Dans le New Hampshire, on savait depuis plusieurs semaines que le président français allait venir tester son nouveau maillot de bain dans le lac de Springfield Point et que Cécilia se
repoudrerait le nez dans l'une des onze salles de bain de la villa à 30 000 dollars la semaine que possède Mike Appe, un pote de Bill Gates. Des "locaux" expliquent ainsi que les routes alentours
ont été refaites dernièrement, et que les services secrets français faisaient régulièrement des repérages dans le coin, y compris sur le fameux lac. Mais rajoutent-ils, rien que du normal :
"c'est le président de la France" explique un autochtone en Français, "pas un péquenaud". Ah bon, c'est incompatible ?
Chez nous : rien. Deux jours avant son départ on laissait à peine entendre que "le président
pourrait choisir l'Amérique du Nord" comme lieu de vacances. A ce niveau de journalisme, ce
n'est plus de l'incompétence, c'est carrément de la manipulation.
En passant, le
Nouvel Observateur nous apprend que
la villa de Wolfeboro "se situe à une centaine de kilomètres de Kennebunkport, une résidence d'été appartenant à la famille Bush où, début juillet, le président George W. Bush avait reçu son
homologue russe Vladimir Poutine". Encore un hasard.

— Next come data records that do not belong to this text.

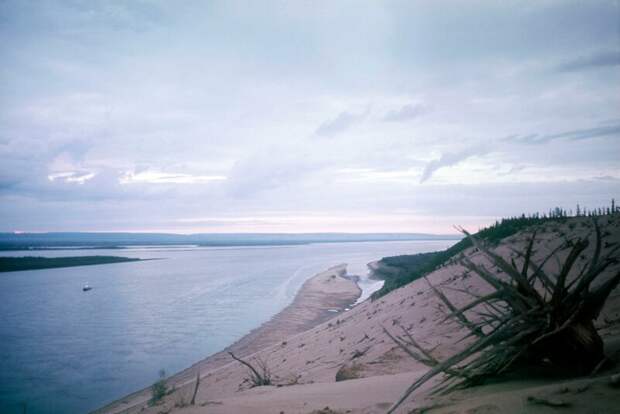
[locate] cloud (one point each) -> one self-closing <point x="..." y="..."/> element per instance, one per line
<point x="448" y="159"/>
<point x="157" y="177"/>
<point x="598" y="60"/>
<point x="574" y="135"/>
<point x="341" y="123"/>
<point x="71" y="176"/>
<point x="406" y="113"/>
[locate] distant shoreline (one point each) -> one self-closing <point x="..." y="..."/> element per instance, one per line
<point x="18" y="264"/>
<point x="319" y="299"/>
<point x="89" y="241"/>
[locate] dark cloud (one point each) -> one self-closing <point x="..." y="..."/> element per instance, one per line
<point x="598" y="60"/>
<point x="406" y="113"/>
<point x="341" y="123"/>
<point x="448" y="159"/>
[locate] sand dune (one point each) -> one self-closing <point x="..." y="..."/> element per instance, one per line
<point x="352" y="345"/>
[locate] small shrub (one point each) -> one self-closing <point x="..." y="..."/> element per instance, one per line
<point x="159" y="388"/>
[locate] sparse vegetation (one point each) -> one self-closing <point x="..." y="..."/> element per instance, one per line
<point x="530" y="316"/>
<point x="413" y="267"/>
<point x="159" y="389"/>
<point x="14" y="264"/>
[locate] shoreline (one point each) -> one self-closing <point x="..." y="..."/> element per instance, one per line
<point x="320" y="298"/>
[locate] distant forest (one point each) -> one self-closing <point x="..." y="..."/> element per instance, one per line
<point x="397" y="271"/>
<point x="14" y="264"/>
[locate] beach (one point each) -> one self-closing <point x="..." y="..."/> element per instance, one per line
<point x="343" y="362"/>
<point x="319" y="299"/>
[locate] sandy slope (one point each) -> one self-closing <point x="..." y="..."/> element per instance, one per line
<point x="354" y="341"/>
<point x="319" y="298"/>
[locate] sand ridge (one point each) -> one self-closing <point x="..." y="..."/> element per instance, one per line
<point x="305" y="366"/>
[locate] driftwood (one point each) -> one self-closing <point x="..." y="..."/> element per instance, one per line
<point x="193" y="402"/>
<point x="529" y="316"/>
<point x="257" y="378"/>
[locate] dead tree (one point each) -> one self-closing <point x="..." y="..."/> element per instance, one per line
<point x="529" y="316"/>
<point x="196" y="388"/>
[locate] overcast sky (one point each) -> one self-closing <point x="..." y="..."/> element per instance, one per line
<point x="302" y="116"/>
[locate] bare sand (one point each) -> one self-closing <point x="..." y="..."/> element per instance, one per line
<point x="352" y="346"/>
<point x="320" y="298"/>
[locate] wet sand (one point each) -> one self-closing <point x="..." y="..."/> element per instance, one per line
<point x="319" y="299"/>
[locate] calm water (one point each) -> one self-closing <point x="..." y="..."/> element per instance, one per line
<point x="67" y="351"/>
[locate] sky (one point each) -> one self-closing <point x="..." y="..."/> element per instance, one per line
<point x="304" y="116"/>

Le président français, qui manie mieux les livres de compte de son cabinet d'avocats que les traités philosophiques, admire les Etats-Unis d'Amérique comme les enfants aiment les westerns. Il est
l'ami de George Bush, un ancien alcoolique qui a décroché grâce à une secte et qui est devenu président grâce aux pétrodollars de son papa et à l'abrutissement des électeurs. Le français a adopté
la même technique : beaucoup d'argent, la soif du pouvoir (ou de revanche ? Il faudra bien qu'une armée de psys se penche sur son cas un de ces jours...), quelques énormités envoyées au bon
moment (se faire passer pour le défenseur des petites gens, par exemple), et le tour est joué. Plus c'est gros, plus ça passe. Chirac se faisait volontiers passer pour un inculte et un maladroit
pour faire "près du peuple". Son successeur n'a pas à faire semblant, mais le résultat est malheureusement le même : ça fonctionne.